Her insan özünde biricik olsa da farklı bir sona sahip değil. Doğar, büyür ve ölür. Bu sebepten böyle günler bana gayet sıradan geldiği gibi bütün bir yıl içten bir "nasılsın?" sorusunu çok gören arkadaşların/akrabaların cıvık ve samimiyetsiz kutlamalarının tahammülü de zor gelir.
Bugün kuzenlerim arayıp Yarın adalara gidelim diye tutturdular. Sürpriz(!) kutlama yapacaklarını bildiğimden isteksizce kabul ettim. "Madem istemiyorsun niye kabul ediyorsun?" dediğinizi duyuyorum. Çünkü süslenip, fiyakalı fotoğraflar çektirip, daha sonra onları paylaşıp mutlu olacaklar. Yani benim doğum günüm bir başkasını mutlu edecek. Buna neden mani olayım? Tek sorun, bunun beni mutlu etmediğinin yıllardır farkına varamadılar.
Hiç Karşınızda bir insan konuşurken ona gülümseyip aslında onu duymadığınız oldu mu? işte doğum günlerimde sırf bu sebepten yanaklarımın acıdığını hissediyorum. Biliyorum, bu sahtecilik. Fakat kırmamak için kırılmayı tercih ederim. Klişe bir deyim vardır, 'kalabalık içinde yalnız olmak' diye. Doğum günlerimde Tam olarak bu klişenin öznesi olma şerefini yaşıyorum!
Dipnot: aşırı derecede subjektif bir entry oldu, mazur görün.
asla bitmiyen. nasıl ki eskiden olduğumuz kişiye her zaman üstten bakan bir kibirle yaklaşıyoruz işte büyümek aslında o eski olduğun kişiliğin üzerine koydukların oluyor.

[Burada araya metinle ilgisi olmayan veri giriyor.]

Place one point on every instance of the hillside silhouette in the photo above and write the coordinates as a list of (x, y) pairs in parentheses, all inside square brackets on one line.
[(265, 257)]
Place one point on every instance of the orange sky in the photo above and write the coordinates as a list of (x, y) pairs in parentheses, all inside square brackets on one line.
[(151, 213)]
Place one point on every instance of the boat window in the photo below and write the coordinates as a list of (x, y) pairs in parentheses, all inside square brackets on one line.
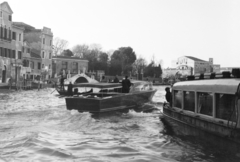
[(205, 103), (189, 101), (177, 99), (225, 107)]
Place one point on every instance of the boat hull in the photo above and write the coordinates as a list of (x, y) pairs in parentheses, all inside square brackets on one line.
[(109, 101), (180, 123)]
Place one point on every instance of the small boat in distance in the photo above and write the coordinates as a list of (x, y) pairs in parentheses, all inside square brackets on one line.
[(206, 106), (110, 97), (76, 79)]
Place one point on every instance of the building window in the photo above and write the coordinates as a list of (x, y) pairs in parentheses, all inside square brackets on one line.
[(205, 103), (10, 34), (225, 106), (39, 65), (75, 67), (6, 51), (32, 64), (177, 99), (3, 52), (9, 53), (20, 37), (13, 54), (10, 17), (5, 33), (19, 55), (14, 35)]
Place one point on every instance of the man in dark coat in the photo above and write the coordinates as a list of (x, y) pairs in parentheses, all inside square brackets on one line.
[(62, 83), (168, 95), (116, 79), (126, 84), (70, 88)]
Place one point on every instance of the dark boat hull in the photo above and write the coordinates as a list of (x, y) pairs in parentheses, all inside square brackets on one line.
[(109, 101), (210, 131)]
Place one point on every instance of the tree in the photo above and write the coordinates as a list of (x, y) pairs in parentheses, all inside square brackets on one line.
[(59, 45), (67, 53), (80, 50), (122, 60), (139, 65), (152, 70)]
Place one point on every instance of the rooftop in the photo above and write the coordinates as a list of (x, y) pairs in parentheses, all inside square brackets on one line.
[(35, 53), (195, 59), (67, 57), (26, 27)]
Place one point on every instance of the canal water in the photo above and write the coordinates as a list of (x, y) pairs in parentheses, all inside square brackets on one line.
[(35, 126)]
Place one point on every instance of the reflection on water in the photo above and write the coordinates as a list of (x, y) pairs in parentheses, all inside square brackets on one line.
[(35, 126)]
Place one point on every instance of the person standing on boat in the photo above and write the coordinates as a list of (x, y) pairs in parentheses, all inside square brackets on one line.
[(70, 87), (126, 84), (116, 80), (62, 83), (168, 95)]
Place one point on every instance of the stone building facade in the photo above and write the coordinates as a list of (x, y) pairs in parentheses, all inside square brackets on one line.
[(188, 65), (40, 40), (68, 66), (11, 40)]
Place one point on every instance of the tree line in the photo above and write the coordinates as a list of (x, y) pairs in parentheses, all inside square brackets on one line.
[(122, 61)]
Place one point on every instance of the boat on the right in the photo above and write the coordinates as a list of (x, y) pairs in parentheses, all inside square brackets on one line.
[(206, 106)]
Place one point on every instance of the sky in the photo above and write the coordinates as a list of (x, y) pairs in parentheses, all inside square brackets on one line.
[(162, 30)]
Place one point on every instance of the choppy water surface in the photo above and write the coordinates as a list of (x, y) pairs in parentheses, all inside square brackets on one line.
[(35, 126)]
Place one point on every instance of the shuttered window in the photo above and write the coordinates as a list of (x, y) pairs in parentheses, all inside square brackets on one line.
[(9, 53), (13, 54)]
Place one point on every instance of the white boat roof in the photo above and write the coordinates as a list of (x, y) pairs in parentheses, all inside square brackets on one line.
[(227, 86), (98, 85), (75, 77)]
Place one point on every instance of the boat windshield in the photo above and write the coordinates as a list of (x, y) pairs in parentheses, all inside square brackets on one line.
[(141, 86)]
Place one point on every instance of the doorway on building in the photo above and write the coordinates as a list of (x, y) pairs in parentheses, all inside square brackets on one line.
[(4, 72)]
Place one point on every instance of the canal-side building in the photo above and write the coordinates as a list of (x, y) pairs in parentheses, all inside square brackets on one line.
[(5, 41), (188, 65), (32, 62), (40, 40), (17, 46), (68, 66)]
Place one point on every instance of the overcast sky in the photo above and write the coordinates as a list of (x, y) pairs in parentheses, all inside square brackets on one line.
[(165, 29)]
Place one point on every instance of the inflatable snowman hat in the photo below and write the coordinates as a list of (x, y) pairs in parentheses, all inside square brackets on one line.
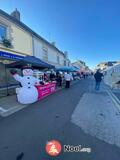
[(28, 93)]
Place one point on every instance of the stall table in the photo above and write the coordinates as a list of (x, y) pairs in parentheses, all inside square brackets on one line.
[(46, 89)]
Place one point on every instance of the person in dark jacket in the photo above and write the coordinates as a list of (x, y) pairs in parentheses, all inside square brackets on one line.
[(98, 78)]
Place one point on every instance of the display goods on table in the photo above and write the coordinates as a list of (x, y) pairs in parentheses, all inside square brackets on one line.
[(46, 89)]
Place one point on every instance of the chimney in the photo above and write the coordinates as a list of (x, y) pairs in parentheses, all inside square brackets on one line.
[(16, 14)]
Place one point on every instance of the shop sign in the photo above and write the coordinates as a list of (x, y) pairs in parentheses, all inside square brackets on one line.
[(10, 56)]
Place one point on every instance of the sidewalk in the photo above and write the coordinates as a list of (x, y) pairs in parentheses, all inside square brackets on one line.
[(97, 115), (9, 104)]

kişiyi üzen bir şey olduğunda annesine sarılıp ağlayamıyorsa büyümüştür ve acı verir. annemi özlüyorum mesela. bazı anlar geliyor sarılmak istiyorum anneme.
Sabah küçük bir ameliyat geçirdim , " yok ya acımadı " diyerek çıktım ama gizli gizli canım çok yanıyor diye ağlıyorum kıyıda köşede.. büyümek tam olarak böyle bir şey sanırım.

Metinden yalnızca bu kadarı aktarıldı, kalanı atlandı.